Mi madre me llamó, nos teníamos que ir ya. Así que, aunque me faltaban un par de páginas para acabar esa novela, saqué el monedero del bolso y compré el libro que rápidamente había leído en el puesto que ponían en la plaza de la ciudad cada año por Sant Jordi. Ya tenía regalo para el día 23.
Nerea Solé
Una historia en Sant Jordi
El calendario marcaba 23 de abril, un día festivo y dado a conocer alrededor del mundo debido a la gran importancia y significado que tiene en tierras catalanas.
Personalmente, disfrutaba de este día como el más bonito del año y siempre irradiaba felicidad cuando se acercaba la fecha. Aquel año no iba a ser diferente y quería aprovechar las 24 horas del día lo mejor posible.
Temprano por la mañana de aquel domingo, me encontraba arreglándome para estar todo el día fuera de casa. Una vez preparada, me detuve en la entrada de mi pequeño apartamento situado en el centro de la ciudad y hojeé una pequeña carta junto a una rosa brillante. —Qué atento y cariñoso es—, pensé.

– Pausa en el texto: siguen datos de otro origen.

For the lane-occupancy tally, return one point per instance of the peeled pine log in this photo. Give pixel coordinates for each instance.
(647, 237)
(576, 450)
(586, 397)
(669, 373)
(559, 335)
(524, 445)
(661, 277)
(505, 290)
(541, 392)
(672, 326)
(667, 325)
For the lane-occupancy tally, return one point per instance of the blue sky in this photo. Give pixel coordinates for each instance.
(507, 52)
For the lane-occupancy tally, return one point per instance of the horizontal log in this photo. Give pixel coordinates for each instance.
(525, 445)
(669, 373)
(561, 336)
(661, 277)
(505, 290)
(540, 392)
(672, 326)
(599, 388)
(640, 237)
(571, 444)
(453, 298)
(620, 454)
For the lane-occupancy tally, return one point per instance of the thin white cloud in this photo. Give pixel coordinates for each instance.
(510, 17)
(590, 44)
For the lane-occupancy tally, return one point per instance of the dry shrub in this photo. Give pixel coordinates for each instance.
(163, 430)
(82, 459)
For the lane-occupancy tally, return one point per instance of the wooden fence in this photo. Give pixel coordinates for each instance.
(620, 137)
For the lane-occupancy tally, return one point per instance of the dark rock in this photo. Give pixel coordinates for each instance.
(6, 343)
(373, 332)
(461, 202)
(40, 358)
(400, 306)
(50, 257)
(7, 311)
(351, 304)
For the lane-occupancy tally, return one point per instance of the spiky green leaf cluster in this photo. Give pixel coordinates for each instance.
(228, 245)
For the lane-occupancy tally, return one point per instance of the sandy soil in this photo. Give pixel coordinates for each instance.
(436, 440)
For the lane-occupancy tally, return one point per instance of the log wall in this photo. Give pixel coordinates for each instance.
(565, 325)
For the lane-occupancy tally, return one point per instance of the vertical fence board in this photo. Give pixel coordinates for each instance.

Con una amplia sonrisa, me dispuse a salir de casa y adentrarme en el corazón de Barcelona, donde se podía oler el ambiente de San Jordi a tan solo kilómetros. Lo había planeado todo con cautela para que saliera bien, sin siquiera olvidarme de ningún detalle.
Me adentré en mi cafetería favorita para pasar gran parte de la mañana. Aunque tenía pensado pedirme lo de siempre, me decidí por el menú especial de Sant Jordi, incluyendo un ‘’Iced Coffee Latte’’ y un croissant de frambuesa, dedicado al color estrella de aquella festividad.

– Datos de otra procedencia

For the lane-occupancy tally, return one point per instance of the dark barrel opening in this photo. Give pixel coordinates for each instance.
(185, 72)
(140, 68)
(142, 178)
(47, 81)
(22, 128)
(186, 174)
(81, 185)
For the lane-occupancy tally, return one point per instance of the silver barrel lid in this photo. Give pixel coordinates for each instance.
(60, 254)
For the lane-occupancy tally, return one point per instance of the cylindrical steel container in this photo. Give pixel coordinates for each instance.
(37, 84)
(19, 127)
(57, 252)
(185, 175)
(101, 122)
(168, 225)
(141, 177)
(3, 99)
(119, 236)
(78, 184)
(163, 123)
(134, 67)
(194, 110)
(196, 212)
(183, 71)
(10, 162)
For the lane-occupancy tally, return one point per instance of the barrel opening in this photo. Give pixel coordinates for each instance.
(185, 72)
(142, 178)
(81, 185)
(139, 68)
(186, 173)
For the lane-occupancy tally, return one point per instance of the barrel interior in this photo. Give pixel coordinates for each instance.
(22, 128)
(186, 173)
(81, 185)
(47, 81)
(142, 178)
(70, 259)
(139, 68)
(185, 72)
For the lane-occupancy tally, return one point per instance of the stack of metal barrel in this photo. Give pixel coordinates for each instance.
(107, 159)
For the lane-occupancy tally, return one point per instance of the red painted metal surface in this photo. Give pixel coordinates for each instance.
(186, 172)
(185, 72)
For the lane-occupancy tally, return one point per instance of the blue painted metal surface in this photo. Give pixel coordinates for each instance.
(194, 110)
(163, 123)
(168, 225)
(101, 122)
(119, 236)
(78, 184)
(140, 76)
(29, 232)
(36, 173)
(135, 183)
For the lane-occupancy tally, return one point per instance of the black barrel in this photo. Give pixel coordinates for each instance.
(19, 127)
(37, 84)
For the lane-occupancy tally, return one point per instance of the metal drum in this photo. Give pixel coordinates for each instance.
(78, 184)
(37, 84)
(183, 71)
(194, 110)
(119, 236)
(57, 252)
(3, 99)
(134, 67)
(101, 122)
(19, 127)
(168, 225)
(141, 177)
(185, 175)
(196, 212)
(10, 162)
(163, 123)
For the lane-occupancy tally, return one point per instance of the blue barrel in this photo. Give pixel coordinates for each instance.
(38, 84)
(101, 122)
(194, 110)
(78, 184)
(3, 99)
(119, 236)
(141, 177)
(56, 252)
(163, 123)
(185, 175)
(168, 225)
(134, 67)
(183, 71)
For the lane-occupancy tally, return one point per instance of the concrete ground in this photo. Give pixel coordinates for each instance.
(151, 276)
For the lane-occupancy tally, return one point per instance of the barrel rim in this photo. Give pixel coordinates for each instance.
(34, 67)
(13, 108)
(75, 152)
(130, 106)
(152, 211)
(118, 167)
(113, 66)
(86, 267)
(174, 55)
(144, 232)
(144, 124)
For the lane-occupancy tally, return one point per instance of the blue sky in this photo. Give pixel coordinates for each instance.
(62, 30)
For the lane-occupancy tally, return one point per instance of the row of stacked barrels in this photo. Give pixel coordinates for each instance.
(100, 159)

Mientras desayunaba con mi canción favorita de fondo, me detuve a presenciar unas vistas increíbles de la Sagrada Familia, pudiendo sentir el ambiente de la ciudad con tan solo dar una ojeada a las calles.
Una vez terminado mi café y mi dulce, me dirigí a La Casa del Libro, mi sitio ideal para pasar horas y horas entre novelas y diversas historias. Tras meditarlo bastante, me incliné por comprar dos libros de María Martínez que me habían llamado la atención desde el primer momento.

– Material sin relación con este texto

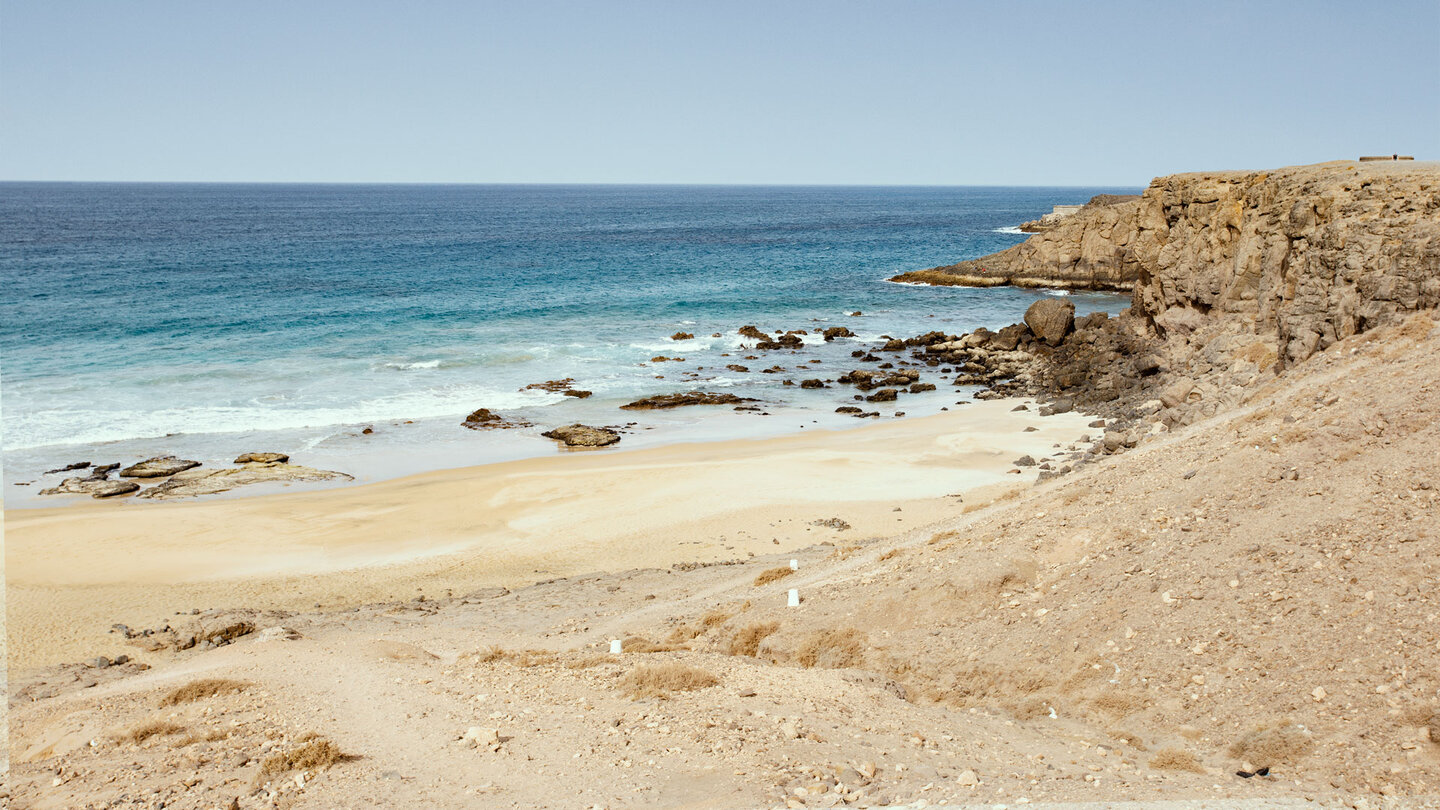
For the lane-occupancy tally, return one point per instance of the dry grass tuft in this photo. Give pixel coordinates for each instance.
(746, 642)
(314, 754)
(658, 681)
(1177, 760)
(772, 575)
(153, 728)
(202, 689)
(1273, 745)
(716, 617)
(586, 662)
(516, 657)
(833, 649)
(640, 644)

Después de haber comprado una preciosa rosa por tradición, me encaminé hacia las Ramblas para dar un largo paseo por ellas. Adoraba caminar por Barcelona en esta fecha. Todo estaba repleto de pequeños puestos con flores, libros y demás para regalar. La felicidad del entorno y de las familias se contagiaba y me hacía sentir viva.
Sin darme apenas cuenta, acabé en el Parque de la Ciutadella, mi favorito de toda la ciudad, después de haberme recorrido gran parte de las Ramblas. Sin pensarlo dos veces, decidí quedarme allí para respirar tranquilidad y descansar.
Tomé la comida que me había preparado antes de salir de casa y un libro de los que había comprado horas antes. Siempre había querido tener una tarde así y aquella fue perfecta. Las horas pasaron volando y antes de que pudiera percatarme, ya era muy tarde como para seguir leyendo.
Mientras volvía a casa por el Puerto Olímpico con mis libros en una mano y una rosa en la otra, pude contemplar el atardecer que estaba dando cierre a aquel día y me sentí llena y feliz, teniendo el momento que siempre había soñado y habiendo disfrutado al máximo de mi celebración favorita.